A heatmap is the best way to visualize correlations between numerical variables, revealing positive or negative relationships.


##### 2. What is/are the insight(s) found from the chart?


*  It may show that IMDb rating correlates with runtime, meaning longer movies tend to have higher/lower ratings.

*   It could reveal whether release year impacts popularity or IMDb scores.






# Chart - 10 - Pair Plot

In [None]:
sns.pairplot(merged[['imdb_score', 'runtime', 'release_year', 'tmdb_popularity']], palette="husl")
plt.show()



##### 1. Why did you pick the specific chart?

A pairplot allows us to visualize pairwise relationships and distributions between multiple variables simultaneously.


##### 2. What is/are the insight(s) found from the chart?

We can see if higher IMDb ratings correspond to longer runtimes.

It can also reveal trends between release year and IMDb scores/popularity.

## **5. Solution to Business Objective**

#### What do you suggest the client to achieve Business Objective ?
Explain Briefly.

Based on the analysis and insights gained from the dataset, I suggest the following strategies for Amazon Prime Video to achieve its business objectives effectively:

**1. Enhancing Content Diversity**

Invest in underrepresented genres and regional content to attract diverse audiences.

Analyze genre popularity trends for strategic content acquisition.

**2. Optimizing Regional Availability**

Expand licensing agreements to improve content accessibility across regions.

Localize content and acquire region-specific movies and shows.

**3. Leveraging Trends Over Time**

Maintain steady content acquisition and monitor high-performing release years.

Track competitor trends to refine content strategy.

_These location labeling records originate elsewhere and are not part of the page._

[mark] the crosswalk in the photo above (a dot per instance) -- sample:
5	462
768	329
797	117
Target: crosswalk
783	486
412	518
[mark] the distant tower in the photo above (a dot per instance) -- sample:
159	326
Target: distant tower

**4. Boosting IMDb Ratings & Popularity**

Promote top-rated content through AI-driven recommendations and marketing.

Invest in high-quality originals and collaborate with influencers for better visibility.

# **Conclusion**

This project provided valuable insights into Amazon Prime Video’s content library by analyzing genre diversity, regional availability, trends over time, and IMDb ratings. Through data cleaning, visualization, and exploratory analysis, we identified key patterns that can help optimize content strategy, enhance user engagement, and drive business growth. Implementing data-driven decisions, such as acquiring trending genres, expanding regional availability, and leveraging top-rated content, will strengthen Amazon Prime Video’s market position and improve subscriber retention.